Poisoned Test Stats:
  Age Mean: 10000.00
  Fare Mean: 1000000.00
  Target Mean: 0.57

Running pipeline on Poisoned Dataset...

Imputation Comparison:
  Original: 29.1023
  Poisoned: 29.1023
✅ Imputation is unaffected by Test data.

Scaling Comparison:
  Original Mean: 33.7092, Scale: 52.7829
  Poisoned Mean: 33.7092, Scale: 52.7829
✅ Scaling is unaffected by Test data.

Target Encoding Comparison (First 5 values):
  Original: [0.69350186 0.17924998]
  Poisoned: [0.69350186 0.17924998]
✅ Target Encoding is unaffected by Test labels.

🎉 FINAL VERDICT: The pipeline is LEAKAGE-RESISTANT by design.

Conclusion

We have mathematically verified that:

  1. Imputation on Test data used the Train Mean.
  2. Scaling on Test data used the Train Mean/Std.
  3. Target Encoding used train-derived target statistics (smoothed/cross-fitted), and is invariant to test labels.

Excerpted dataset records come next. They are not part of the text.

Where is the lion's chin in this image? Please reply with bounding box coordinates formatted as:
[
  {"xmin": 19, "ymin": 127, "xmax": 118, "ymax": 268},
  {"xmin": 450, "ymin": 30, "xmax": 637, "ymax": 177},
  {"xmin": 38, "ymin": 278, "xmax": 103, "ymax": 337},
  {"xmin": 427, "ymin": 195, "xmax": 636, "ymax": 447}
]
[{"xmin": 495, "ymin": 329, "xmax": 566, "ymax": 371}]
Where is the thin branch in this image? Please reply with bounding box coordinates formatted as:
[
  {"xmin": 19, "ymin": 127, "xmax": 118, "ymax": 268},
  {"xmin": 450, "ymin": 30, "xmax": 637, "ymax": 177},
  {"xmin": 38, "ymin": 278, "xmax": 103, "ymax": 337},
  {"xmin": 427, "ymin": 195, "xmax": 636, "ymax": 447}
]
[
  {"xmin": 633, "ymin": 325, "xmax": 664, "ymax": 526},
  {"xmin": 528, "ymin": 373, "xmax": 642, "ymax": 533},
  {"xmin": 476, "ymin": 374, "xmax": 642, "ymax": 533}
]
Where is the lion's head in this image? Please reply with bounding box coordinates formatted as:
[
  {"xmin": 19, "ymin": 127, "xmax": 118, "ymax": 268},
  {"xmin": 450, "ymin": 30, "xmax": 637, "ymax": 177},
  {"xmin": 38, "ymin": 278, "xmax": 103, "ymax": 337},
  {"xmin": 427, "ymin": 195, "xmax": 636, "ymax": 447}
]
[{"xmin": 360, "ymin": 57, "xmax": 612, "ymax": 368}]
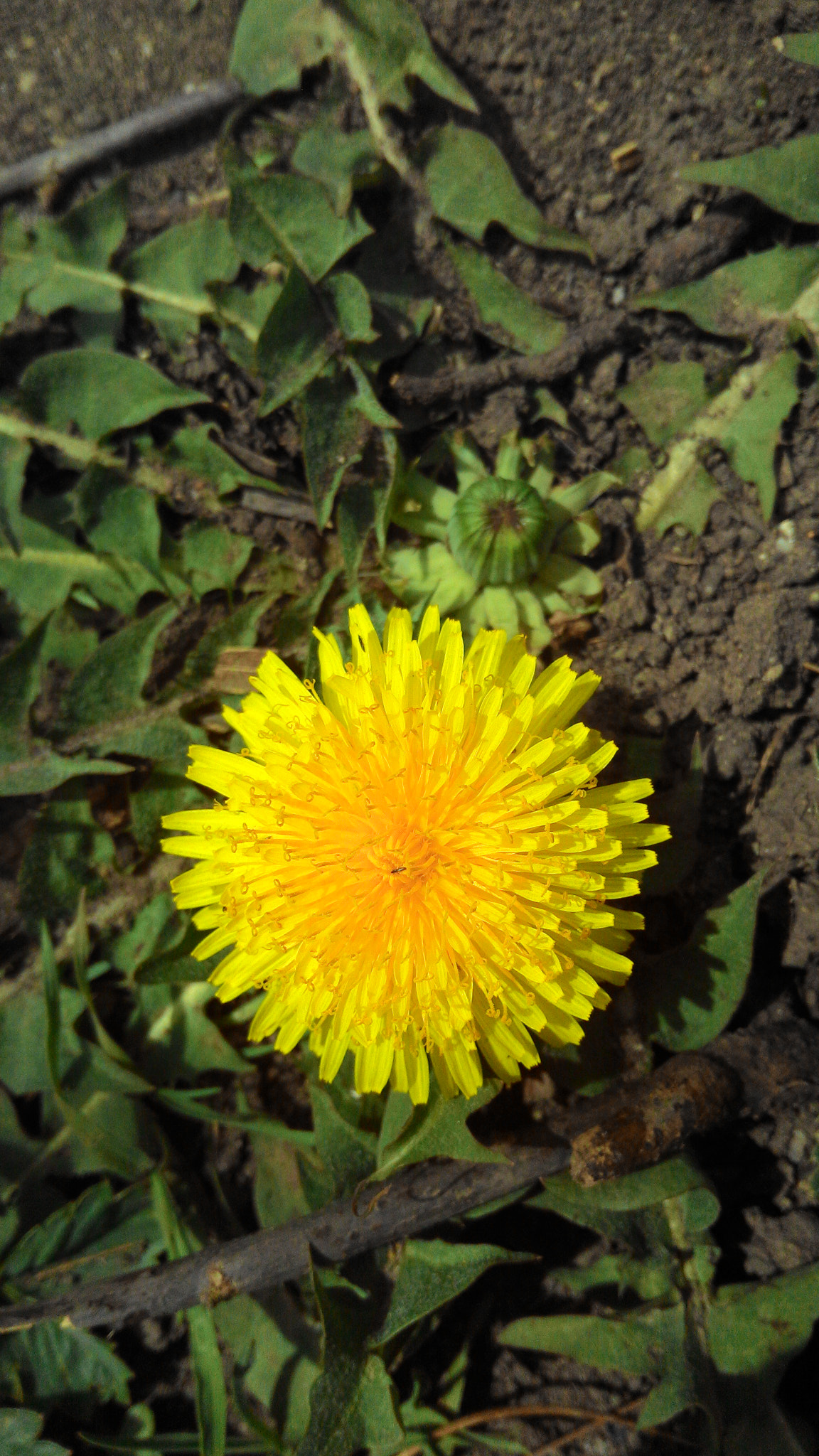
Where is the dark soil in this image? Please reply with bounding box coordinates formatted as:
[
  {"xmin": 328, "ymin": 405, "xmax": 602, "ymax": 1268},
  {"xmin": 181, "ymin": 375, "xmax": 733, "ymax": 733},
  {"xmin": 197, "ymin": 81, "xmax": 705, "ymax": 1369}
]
[{"xmin": 0, "ymin": 0, "xmax": 819, "ymax": 1453}]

This proves that Skyulf pipelines are leakage-free by design. The strict separation of fit() (Calculator) and transform() (Applier) ensures that no information from the Test set (or future data) can influence the model training. Under adversarial ‘poisoned test’ conditions, the learned preprocessing artifacts are invariant to test data and test labels, providing strong empirical evidence that the pipeline fits strictly on training data for these steps.